On the other hand, rabbits, which are not rodents but lagamorphs, have enough control of their poop that they can be litter trained and kept as pets.

And you can let llamas into your house because they prefer to poop in the same place, or the same two or three places, so that if you have a llama or a half dozen of them, they’ll establish two or three spots in your pasture where they poop. Which means you can let the llama hang out in your living room because he’ll probably wait until he’s back outside to poop.

I would advise against bringng a squirrel into your house until you’ve established their pooping pattern.


And now, here’s Agnes with the Non-Sports

Agnes is trying out for a league where she can avoid burnishing her utter lack of athletic skills, which reminds me of what happened to Camp Lord O’ The Flies, which is that, shortly after I quit going there, it was sold to some very nice people who raced it to the other end of the conceptual scale.

I hated the constant bullying at Camp Lord O’ The Flies, but I liked the activities and appreciated being required to do things I wasn’t inclined to do and wasn’t very good at.

I never got even passable at tennis or basketball, but I eventually figured out, for instance, that, if I played third base and held my bat down at the knob, I could compensate for my lack of depth perception and become a reasonably competent baseball player.

This would never have happened if I hadn’t been required to go to those activities when scheduled, and also been assigned to competitive teams within the color war.

I went back several years after the sale and discovered that the very nice people had eliminated the bullying — good for them — but had also eliminated mandatory scheduling and competitive anything, with the result that the athletic kids played sports and the others stayed in their cabins reading or just wandered around aimlessly all summer.

And, without schedules, even the kids who wanted to do things would find that 30 kids had shown up at the three tennis courts while one kid had gone to basketball.

Kinda made me wonder if anybody ever gets anything right.


Juxtaposition of the Day

(Pat Bagley)


(Jeff Stahler)

Elizabeth Warren has laid out a plan that would eliminate college debt, but that remains a promise whose greatest barrier is not whether it would work but whether Warren will end up president with a cooperative Congress so we could find out.

Meanwhile, Betsy DeVos, bless her shit-eating smile, is working to undermine existing programs that help college graduates reduce their debt.

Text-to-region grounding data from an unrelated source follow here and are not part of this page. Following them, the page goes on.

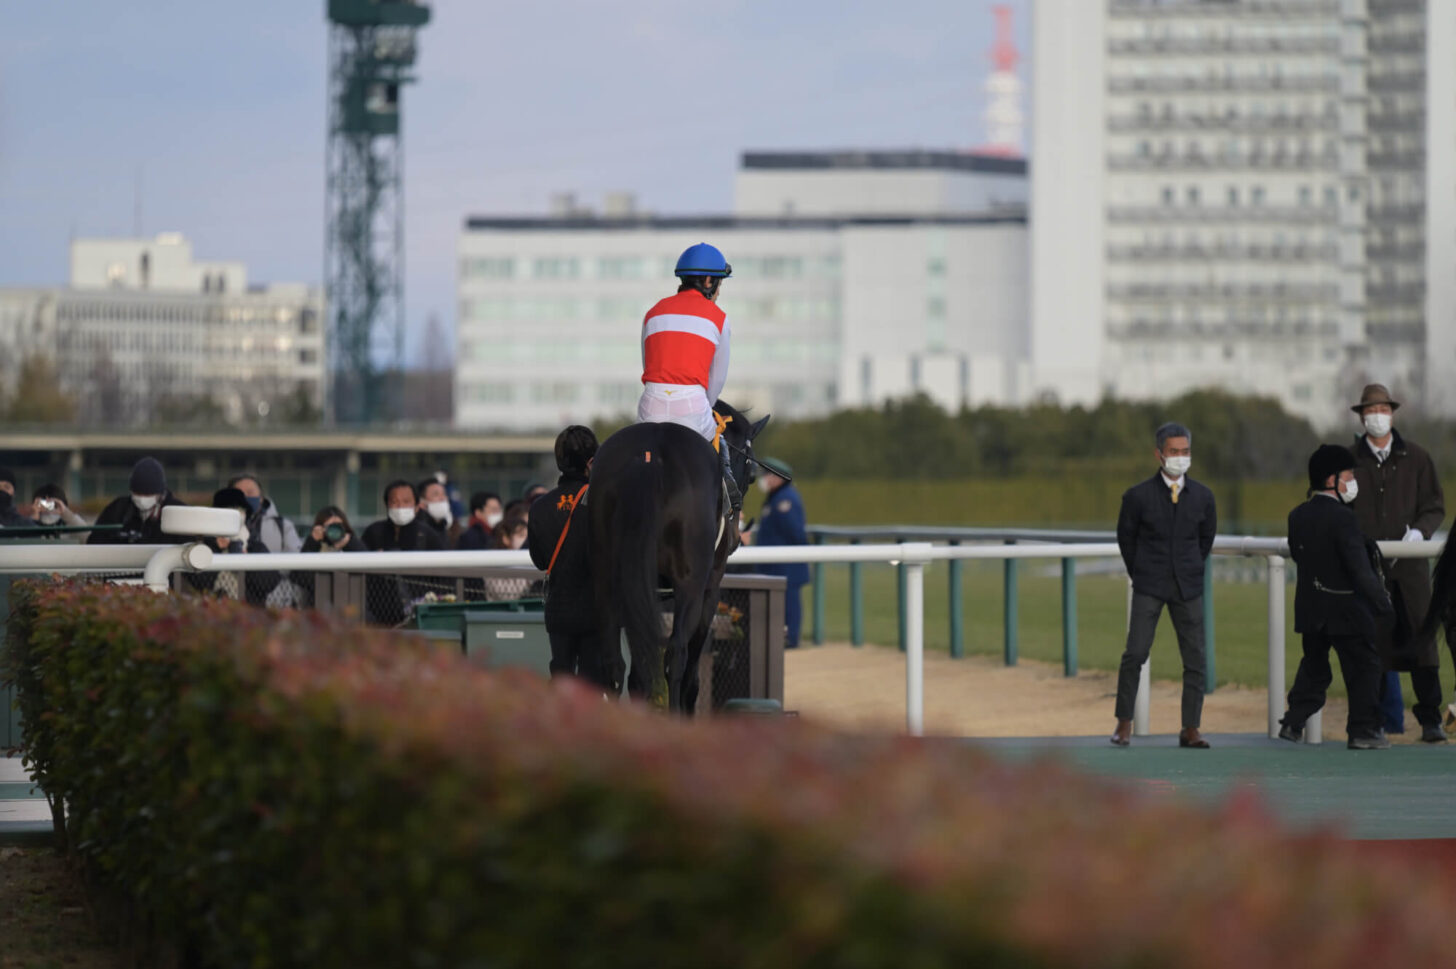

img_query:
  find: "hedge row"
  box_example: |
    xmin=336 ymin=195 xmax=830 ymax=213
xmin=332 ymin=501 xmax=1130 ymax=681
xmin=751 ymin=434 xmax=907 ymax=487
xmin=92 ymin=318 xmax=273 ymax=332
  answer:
xmin=7 ymin=580 xmax=1456 ymax=968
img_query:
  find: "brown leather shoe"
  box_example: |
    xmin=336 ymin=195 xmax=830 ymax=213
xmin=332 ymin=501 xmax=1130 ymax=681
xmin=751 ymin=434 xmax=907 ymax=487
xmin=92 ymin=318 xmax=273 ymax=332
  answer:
xmin=1110 ymin=719 xmax=1132 ymax=746
xmin=1179 ymin=727 xmax=1211 ymax=749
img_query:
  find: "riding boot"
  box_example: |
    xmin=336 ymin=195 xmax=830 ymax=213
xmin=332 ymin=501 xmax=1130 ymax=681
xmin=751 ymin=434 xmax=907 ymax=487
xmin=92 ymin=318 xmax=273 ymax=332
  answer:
xmin=720 ymin=443 xmax=742 ymax=516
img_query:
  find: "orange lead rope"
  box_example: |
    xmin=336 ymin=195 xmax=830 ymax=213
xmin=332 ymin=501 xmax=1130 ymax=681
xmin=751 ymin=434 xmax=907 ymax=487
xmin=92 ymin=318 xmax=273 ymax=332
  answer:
xmin=712 ymin=412 xmax=732 ymax=454
xmin=546 ymin=484 xmax=589 ymax=576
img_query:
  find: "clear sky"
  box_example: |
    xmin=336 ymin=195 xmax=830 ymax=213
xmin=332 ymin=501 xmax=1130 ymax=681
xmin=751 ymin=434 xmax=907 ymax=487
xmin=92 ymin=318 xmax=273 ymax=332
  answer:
xmin=0 ymin=0 xmax=1031 ymax=365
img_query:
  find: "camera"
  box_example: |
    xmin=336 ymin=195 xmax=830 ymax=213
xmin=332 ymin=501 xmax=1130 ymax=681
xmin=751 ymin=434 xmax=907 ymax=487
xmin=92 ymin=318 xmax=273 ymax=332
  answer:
xmin=36 ymin=498 xmax=57 ymax=511
xmin=323 ymin=523 xmax=347 ymax=545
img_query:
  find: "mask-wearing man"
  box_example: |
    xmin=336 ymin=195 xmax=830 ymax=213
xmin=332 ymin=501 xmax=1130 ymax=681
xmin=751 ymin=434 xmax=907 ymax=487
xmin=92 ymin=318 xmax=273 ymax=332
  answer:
xmin=360 ymin=479 xmax=447 ymax=626
xmin=1346 ymin=383 xmax=1448 ymax=743
xmin=87 ymin=457 xmax=187 ymax=545
xmin=1279 ymin=444 xmax=1395 ymax=749
xmin=457 ymin=491 xmax=504 ymax=551
xmin=417 ymin=478 xmax=463 ymax=549
xmin=227 ymin=473 xmax=303 ymax=554
xmin=1111 ymin=422 xmax=1218 ymax=749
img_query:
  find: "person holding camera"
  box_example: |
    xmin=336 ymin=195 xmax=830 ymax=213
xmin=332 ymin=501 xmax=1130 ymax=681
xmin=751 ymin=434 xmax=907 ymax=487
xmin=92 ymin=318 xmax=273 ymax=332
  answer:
xmin=28 ymin=483 xmax=88 ymax=539
xmin=302 ymin=506 xmax=366 ymax=553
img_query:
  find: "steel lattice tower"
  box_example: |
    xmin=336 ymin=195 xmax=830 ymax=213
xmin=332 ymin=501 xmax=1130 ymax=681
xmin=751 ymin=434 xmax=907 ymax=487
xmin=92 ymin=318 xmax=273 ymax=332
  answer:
xmin=325 ymin=0 xmax=430 ymax=424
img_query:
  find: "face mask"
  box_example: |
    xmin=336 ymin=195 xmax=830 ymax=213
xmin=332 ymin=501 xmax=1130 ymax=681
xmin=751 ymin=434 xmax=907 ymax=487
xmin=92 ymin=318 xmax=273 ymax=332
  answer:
xmin=1339 ymin=477 xmax=1359 ymax=504
xmin=243 ymin=496 xmax=262 ymax=515
xmin=388 ymin=507 xmax=416 ymax=527
xmin=756 ymin=478 xmax=770 ymax=493
xmin=132 ymin=494 xmax=159 ymax=512
xmin=1162 ymin=455 xmax=1191 ymax=477
xmin=426 ymin=500 xmax=451 ymax=523
xmin=484 ymin=511 xmax=503 ymax=529
xmin=1363 ymin=413 xmax=1392 ymax=438
xmin=38 ymin=512 xmax=62 ymax=525
xmin=323 ymin=523 xmax=347 ymax=545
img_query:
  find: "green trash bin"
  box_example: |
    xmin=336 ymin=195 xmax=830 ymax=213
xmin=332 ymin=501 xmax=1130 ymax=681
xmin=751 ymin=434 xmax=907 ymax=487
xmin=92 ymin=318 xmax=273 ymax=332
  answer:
xmin=413 ymin=598 xmax=544 ymax=635
xmin=463 ymin=609 xmax=552 ymax=676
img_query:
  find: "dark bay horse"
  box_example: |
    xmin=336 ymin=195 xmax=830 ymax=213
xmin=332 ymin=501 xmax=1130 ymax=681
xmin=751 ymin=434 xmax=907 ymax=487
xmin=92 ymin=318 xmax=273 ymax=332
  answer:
xmin=589 ymin=401 xmax=768 ymax=712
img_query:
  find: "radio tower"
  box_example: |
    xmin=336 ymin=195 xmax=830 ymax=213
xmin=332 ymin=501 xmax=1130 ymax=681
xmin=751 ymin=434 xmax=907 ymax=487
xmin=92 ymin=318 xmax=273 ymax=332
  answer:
xmin=325 ymin=0 xmax=430 ymax=425
xmin=979 ymin=4 xmax=1023 ymax=158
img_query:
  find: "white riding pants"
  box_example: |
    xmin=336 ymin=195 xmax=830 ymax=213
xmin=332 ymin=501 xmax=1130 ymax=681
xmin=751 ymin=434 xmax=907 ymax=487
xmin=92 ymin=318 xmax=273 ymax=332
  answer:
xmin=636 ymin=383 xmax=715 ymax=441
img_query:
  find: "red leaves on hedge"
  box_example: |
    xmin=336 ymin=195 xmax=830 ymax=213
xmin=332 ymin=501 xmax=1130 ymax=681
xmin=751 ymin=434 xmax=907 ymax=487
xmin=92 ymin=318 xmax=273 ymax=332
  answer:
xmin=9 ymin=580 xmax=1456 ymax=969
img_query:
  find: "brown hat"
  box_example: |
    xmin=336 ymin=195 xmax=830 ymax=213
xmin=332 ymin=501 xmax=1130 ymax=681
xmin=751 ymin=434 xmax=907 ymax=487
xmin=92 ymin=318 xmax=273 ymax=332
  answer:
xmin=1350 ymin=383 xmax=1400 ymax=414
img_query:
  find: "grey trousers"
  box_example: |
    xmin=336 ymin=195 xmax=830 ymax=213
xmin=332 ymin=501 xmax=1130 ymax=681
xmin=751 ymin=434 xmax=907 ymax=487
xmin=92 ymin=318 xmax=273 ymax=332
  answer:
xmin=1114 ymin=592 xmax=1206 ymax=728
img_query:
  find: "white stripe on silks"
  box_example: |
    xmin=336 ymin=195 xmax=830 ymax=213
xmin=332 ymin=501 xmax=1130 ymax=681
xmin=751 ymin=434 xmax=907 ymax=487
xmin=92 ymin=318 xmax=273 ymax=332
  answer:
xmin=643 ymin=313 xmax=721 ymax=345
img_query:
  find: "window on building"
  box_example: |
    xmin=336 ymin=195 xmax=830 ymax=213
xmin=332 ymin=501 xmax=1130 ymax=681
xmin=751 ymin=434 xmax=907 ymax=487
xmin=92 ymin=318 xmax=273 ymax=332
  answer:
xmin=926 ymin=296 xmax=947 ymax=319
xmin=1298 ymin=185 xmax=1312 ymax=207
xmin=464 ymin=257 xmax=515 ymax=280
xmin=532 ymin=257 xmax=580 ymax=279
xmin=927 ymin=257 xmax=946 ymax=276
xmin=1251 ymin=185 xmax=1265 ymax=206
xmin=1186 ymin=186 xmax=1200 ymax=206
xmin=1161 ymin=186 xmax=1175 ymax=206
xmin=598 ymin=256 xmax=646 ymax=279
xmin=1227 ymin=186 xmax=1239 ymax=206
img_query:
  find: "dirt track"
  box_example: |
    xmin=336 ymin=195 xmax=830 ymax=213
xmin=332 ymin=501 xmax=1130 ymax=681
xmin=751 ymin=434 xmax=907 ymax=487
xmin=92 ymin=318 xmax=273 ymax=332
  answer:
xmin=784 ymin=643 xmax=1354 ymax=740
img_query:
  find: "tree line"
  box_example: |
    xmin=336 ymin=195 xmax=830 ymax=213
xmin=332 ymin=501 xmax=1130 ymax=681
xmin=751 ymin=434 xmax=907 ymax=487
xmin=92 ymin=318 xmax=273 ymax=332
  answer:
xmin=752 ymin=390 xmax=1456 ymax=481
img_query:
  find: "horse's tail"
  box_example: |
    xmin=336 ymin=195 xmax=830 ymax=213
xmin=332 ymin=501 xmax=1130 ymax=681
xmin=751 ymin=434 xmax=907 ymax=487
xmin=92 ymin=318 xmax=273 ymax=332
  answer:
xmin=612 ymin=453 xmax=665 ymax=693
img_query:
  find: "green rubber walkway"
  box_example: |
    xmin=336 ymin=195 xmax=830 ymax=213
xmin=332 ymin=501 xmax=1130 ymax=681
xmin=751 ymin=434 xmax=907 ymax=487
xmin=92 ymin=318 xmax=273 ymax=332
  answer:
xmin=970 ymin=734 xmax=1456 ymax=840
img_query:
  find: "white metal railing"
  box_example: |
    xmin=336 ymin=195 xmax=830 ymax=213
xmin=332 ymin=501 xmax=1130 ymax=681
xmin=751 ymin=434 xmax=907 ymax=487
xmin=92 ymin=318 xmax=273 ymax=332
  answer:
xmin=1 ymin=537 xmax=1444 ymax=741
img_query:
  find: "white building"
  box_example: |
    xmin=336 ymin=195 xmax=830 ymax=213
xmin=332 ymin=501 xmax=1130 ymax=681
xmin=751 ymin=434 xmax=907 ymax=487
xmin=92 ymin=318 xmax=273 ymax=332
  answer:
xmin=456 ymin=151 xmax=1029 ymax=432
xmin=0 ymin=234 xmax=324 ymax=426
xmin=1032 ymin=0 xmax=1456 ymax=426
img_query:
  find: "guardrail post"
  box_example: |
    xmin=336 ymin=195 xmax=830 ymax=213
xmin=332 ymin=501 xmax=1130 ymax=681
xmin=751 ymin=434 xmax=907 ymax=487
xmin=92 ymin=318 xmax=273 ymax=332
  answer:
xmin=811 ymin=533 xmax=825 ymax=646
xmin=1202 ymin=559 xmax=1216 ymax=694
xmin=1306 ymin=710 xmax=1322 ymax=745
xmin=1267 ymin=554 xmax=1286 ymax=739
xmin=1061 ymin=557 xmax=1077 ymax=677
xmin=948 ymin=540 xmax=964 ymax=659
xmin=902 ymin=543 xmax=933 ymax=736
xmin=897 ymin=556 xmax=908 ymax=653
xmin=1129 ymin=577 xmax=1151 ymax=736
xmin=1003 ymin=542 xmax=1018 ymax=666
xmin=849 ymin=538 xmax=864 ymax=647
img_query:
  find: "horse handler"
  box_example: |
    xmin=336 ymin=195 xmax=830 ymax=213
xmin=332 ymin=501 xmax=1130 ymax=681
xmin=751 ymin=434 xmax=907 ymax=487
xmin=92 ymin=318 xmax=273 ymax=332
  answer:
xmin=528 ymin=425 xmax=621 ymax=690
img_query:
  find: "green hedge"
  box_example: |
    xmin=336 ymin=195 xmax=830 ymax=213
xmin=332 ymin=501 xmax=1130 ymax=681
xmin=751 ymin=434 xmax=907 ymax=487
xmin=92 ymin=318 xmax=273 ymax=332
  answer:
xmin=7 ymin=581 xmax=1456 ymax=968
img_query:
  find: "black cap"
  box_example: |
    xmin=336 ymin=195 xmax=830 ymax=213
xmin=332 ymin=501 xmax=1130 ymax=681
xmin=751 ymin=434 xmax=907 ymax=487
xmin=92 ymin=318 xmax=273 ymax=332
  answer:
xmin=212 ymin=487 xmax=249 ymax=510
xmin=1308 ymin=444 xmax=1356 ymax=493
xmin=0 ymin=466 xmax=15 ymax=488
xmin=129 ymin=457 xmax=167 ymax=495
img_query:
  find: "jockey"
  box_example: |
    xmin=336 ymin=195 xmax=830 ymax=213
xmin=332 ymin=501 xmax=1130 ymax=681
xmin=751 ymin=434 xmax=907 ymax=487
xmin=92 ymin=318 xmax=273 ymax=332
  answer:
xmin=637 ymin=242 xmax=740 ymax=514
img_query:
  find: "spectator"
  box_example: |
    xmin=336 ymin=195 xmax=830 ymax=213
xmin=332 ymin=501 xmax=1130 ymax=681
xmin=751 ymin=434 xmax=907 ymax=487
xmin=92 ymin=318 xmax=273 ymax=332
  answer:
xmin=433 ymin=469 xmax=468 ymax=522
xmin=1279 ymin=445 xmax=1394 ymax=749
xmin=0 ymin=467 xmax=30 ymax=528
xmin=502 ymin=498 xmax=527 ymax=527
xmin=484 ymin=513 xmax=530 ymax=602
xmin=227 ymin=473 xmax=303 ymax=554
xmin=417 ymin=477 xmax=464 ymax=548
xmin=493 ymin=514 xmax=528 ymax=551
xmin=742 ymin=457 xmax=809 ymax=648
xmin=457 ymin=491 xmax=503 ymax=551
xmin=527 ymin=425 xmax=613 ymax=684
xmin=1111 ymin=422 xmax=1217 ymax=749
xmin=301 ymin=505 xmax=366 ymax=553
xmin=27 ymin=483 xmax=87 ymax=540
xmin=524 ymin=482 xmax=549 ymax=505
xmin=1346 ymin=384 xmax=1447 ymax=743
xmin=185 ymin=488 xmax=280 ymax=605
xmin=88 ymin=457 xmax=187 ymax=545
xmin=361 ymin=480 xmax=444 ymax=626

DeVos is a major symbol of where we’re at, because she displayed astonishing ignorance and incompetence at her confirmation hearings but was confirmed because she was part of the majority party.

Education is truly messed up, but, if we want to fix it, we should view things with perspective, and Millennials seem too willing to buy into a myth about what their parents and grandparents experienced.

The presidents of major corporations did not attend college graduations, rounding up newly-minted grads like British press gangs emptying seaside taverns.

People who had plotted carefully had starter jobs and the rest of us made pizzas and sold vacuum cleaners.

As for Stahler’s cartoon, I don’t know how many Boomers went bust over their Gen X and Millennial kids’ college costs, but it’s not fair to pretend they didn’t take a substantial hit in trying to do the right thing.

Things are worse, but life has never been a bowl of cherries.

We’re better off comparing nation-to-nation rather than decade-to-decade, and I’d rather see us rally to prevent future Betsy DeVoses and install some of what works elsewhere rather than waste any more energy casting blame at each other’s demographic groups.


And while I’m in rant mode

I get tired of narrative comics that disclose things everyone should have learned in American History or that elevate self-congratulatory trivia without putting it in any sort of useful context.

However, the Nib currently features “When Kansas Was Bleeding,” by   and , and, while it’s simplified for the graphic format, it’s a good look at a complex period we’ve never taught properly.

We teach the various bits of legislature seen on this panel from the cartoon, but we’ve never contextualized them within the lives of ordinary people, which not only fails to tell the story but results in some paranoid, anarchistic misinterpretations.

History textbooks have not figured out what Ken Burns brought to the game, and, instead of teaching history as something that impacted everyone, they’ve simply adapted the Great Man approach by adding Great Women and Great Minorities.

Which just means that kids have three times as much trivial bullshit to memorize for the final.

For instance, it doesn’t matter that George Westinghouse invented the air brake. What matters is that the increased hauling capacity brought on the settlement of the prairies (and displacement of native people), the centralization of industry (and urbanization of America, displacement of craftsmen and need to attract immigration) and the cross-continental cattle trade (and hence, cowboys, who, BTW, included a lot of landless Confederates, local vaqueros and former slaves).

This graphic treatment of Bloody Kansas only lights up one corner of a chaotic pre-Civil War period, but they do a good job of lighting up that corner and of showing an approach that — in this or other formats —  makes history relevant and interesting.